Al stood to one side and watched Lieutenant Hawkeye mix the cake batter, the movements of her arm swift and sure as she angled the large bowl against her stomach and whipped the spoon around and around. A big pot of stew already simmered on the stove, and from the way Ed was licking his lips and breathing so deeply, Al thought it must smell delicious.

He wished he could smell it too, but it was enough right now that he and his brother would get to sit down to a real dinner at a kitchen table, with a group of people who were almost like a family. Havoc had already set eight places at the big table along the wall across from the stove and sink, making a place for Al at one end even if he wouldn't be eating. The man now sat on a chair at the far end, his long legs stretched before him across the black and white kitchen tiles. Ed perched on a high stool to Hawkeye's left, watching her movements as though studying a chemistry experiment. And beyond them, Breda crouched before the open oven door, trying to light the pilot light.
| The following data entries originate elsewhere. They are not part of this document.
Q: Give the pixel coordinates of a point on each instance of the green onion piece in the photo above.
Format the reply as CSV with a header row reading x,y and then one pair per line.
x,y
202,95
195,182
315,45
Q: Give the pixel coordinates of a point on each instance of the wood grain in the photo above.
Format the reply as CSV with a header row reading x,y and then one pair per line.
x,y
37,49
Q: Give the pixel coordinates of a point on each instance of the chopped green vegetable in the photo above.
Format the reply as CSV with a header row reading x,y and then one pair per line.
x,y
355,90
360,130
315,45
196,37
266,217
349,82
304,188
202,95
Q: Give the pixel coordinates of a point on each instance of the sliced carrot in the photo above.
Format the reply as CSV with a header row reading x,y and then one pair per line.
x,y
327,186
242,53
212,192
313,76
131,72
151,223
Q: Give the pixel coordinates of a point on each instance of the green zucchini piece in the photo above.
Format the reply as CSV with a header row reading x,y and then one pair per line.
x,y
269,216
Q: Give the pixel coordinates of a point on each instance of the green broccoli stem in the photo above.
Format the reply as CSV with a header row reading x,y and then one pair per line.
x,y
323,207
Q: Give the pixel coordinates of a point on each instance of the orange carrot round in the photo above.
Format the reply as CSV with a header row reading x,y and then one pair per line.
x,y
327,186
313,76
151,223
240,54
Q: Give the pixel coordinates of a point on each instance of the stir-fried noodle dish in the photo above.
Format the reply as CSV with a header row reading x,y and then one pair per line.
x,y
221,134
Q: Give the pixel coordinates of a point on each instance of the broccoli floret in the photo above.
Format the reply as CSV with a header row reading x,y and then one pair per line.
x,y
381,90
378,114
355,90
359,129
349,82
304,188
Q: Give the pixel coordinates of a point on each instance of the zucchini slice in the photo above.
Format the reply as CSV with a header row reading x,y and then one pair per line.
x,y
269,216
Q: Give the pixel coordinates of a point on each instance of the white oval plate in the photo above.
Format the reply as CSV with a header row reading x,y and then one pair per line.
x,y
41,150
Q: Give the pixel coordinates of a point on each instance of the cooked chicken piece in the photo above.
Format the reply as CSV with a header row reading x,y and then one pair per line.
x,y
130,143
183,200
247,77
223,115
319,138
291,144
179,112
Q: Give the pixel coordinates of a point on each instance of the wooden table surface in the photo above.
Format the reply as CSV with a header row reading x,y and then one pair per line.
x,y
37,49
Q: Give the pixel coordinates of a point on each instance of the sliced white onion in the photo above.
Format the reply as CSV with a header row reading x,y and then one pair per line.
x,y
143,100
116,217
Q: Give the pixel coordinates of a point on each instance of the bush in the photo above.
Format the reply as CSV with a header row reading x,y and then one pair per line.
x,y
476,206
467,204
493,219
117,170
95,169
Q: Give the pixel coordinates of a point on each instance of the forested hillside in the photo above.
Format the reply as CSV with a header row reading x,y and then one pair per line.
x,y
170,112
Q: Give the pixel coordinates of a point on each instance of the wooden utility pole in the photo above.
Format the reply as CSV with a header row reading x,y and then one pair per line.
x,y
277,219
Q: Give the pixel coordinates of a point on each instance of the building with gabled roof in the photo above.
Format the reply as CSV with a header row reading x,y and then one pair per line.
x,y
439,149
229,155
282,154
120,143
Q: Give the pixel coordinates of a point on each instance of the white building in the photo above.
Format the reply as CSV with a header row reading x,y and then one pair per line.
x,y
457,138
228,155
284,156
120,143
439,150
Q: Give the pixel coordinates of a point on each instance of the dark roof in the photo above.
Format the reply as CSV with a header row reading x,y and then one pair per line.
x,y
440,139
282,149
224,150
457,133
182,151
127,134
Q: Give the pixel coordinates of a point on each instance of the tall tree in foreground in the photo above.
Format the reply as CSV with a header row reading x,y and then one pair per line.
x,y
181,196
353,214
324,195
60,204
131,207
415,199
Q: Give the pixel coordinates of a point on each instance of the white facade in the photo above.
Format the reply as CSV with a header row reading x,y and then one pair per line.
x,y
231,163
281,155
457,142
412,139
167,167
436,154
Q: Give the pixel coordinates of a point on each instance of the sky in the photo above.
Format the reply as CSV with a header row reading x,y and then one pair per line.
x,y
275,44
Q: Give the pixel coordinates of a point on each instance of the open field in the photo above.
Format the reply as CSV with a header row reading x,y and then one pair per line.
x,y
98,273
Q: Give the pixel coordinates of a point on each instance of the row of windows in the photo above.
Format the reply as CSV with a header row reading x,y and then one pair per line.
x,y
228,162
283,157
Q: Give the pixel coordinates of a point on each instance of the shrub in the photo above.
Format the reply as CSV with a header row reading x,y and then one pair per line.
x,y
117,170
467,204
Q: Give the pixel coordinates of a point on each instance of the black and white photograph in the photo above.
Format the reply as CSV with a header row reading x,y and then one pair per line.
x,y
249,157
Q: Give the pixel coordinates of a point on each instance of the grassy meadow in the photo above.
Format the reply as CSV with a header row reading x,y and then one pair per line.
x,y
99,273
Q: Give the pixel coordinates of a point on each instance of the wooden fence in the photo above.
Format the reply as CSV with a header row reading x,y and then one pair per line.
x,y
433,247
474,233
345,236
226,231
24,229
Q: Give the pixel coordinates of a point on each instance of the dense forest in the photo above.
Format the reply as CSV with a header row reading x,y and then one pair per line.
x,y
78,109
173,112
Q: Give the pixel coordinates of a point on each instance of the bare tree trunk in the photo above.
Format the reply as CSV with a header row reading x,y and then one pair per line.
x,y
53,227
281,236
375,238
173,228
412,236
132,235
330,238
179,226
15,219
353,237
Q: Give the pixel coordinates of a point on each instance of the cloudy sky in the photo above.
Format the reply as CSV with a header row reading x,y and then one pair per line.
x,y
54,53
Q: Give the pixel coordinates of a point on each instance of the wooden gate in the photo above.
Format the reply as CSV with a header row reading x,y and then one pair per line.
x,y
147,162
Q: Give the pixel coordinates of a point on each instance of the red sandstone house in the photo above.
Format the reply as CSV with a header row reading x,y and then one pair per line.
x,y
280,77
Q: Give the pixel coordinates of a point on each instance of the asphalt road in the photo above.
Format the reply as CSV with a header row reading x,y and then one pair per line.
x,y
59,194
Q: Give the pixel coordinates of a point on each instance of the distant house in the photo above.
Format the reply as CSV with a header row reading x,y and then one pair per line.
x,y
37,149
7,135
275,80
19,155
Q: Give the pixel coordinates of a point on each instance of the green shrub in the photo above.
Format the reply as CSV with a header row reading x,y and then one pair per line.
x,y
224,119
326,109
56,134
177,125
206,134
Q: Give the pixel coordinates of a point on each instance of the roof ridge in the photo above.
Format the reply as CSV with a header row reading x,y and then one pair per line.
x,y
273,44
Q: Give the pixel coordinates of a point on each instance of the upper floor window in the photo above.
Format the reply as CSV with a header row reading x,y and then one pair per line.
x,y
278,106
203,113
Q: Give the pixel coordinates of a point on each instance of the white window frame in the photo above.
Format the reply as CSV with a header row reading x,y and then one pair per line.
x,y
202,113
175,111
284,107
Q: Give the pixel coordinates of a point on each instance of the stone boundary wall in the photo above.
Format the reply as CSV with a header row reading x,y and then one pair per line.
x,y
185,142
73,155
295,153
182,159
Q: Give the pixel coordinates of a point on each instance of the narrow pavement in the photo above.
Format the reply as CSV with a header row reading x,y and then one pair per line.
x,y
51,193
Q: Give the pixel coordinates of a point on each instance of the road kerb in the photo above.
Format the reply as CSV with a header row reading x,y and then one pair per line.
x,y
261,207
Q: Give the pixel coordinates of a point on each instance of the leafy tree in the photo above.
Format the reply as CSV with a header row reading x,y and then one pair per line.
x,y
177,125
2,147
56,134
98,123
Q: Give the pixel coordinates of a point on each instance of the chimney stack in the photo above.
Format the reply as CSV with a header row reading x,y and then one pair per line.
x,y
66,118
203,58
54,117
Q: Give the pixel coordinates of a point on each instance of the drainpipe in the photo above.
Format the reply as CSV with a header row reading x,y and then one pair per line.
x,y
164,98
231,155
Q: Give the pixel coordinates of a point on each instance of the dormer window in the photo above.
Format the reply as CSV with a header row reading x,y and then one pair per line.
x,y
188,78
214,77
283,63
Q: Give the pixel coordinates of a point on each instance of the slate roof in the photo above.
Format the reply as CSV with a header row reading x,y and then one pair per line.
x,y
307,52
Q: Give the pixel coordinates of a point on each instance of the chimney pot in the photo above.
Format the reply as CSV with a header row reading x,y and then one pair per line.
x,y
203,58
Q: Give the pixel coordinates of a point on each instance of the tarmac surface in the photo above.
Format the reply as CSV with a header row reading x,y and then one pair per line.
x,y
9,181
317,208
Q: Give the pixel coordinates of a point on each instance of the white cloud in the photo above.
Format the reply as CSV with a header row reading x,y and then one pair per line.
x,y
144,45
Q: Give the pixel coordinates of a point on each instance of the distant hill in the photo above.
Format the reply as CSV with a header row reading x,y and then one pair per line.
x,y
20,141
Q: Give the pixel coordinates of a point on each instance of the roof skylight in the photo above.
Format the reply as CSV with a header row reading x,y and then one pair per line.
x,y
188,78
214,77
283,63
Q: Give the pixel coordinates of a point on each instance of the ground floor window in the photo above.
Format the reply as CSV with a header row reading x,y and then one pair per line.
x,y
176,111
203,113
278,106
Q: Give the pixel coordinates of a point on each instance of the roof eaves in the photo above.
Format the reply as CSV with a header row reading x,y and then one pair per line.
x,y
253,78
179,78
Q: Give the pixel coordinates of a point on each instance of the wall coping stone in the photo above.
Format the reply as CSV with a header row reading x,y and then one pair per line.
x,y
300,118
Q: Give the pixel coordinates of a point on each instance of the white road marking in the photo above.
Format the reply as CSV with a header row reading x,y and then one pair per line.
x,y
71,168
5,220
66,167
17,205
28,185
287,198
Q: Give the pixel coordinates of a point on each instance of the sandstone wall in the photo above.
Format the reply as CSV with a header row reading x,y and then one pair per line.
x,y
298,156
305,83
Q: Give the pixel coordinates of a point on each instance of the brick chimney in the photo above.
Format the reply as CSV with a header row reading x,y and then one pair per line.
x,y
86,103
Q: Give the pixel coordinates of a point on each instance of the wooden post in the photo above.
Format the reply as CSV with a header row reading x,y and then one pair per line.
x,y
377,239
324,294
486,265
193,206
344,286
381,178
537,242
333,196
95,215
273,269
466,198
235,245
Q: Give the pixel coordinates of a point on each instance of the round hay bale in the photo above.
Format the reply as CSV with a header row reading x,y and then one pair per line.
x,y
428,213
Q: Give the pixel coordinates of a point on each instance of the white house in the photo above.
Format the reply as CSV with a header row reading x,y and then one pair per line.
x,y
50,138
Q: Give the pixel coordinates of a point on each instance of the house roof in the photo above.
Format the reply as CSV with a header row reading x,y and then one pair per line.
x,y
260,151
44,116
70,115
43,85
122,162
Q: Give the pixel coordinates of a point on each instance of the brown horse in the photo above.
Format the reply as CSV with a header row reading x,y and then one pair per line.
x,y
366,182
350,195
The three military people had already discarded their uniforms, having returned early from their inquiries. Colonel Mustang, Falman, and Fuery were still out, but they were due back at any moment.

"You know," Havoc remarked to Breda's back, "it's really not that hard. We have a stove like that back home. I don't get what the problem is."

"Neither do I," Breda muttered. "I can't decide if it's the flint in this thing or if the gas isn't coming out." He stretched out a hand still holding a long lighter with a push button on the side, and leaned head and shoulders into the oven. They heard a couple of clicks as he tried again to get a proper spark.

"Don't gas yourself, Breda," Ed cheerfully advised him. "Even serving under the Colonel can't be that bad."

They heard a muffled "Very funny" from the oven before Hawkeye added, "And do try not to set Rayna Layton's kitchen on fire. Brigadier-General Layton wouldn't appreciate losing his house."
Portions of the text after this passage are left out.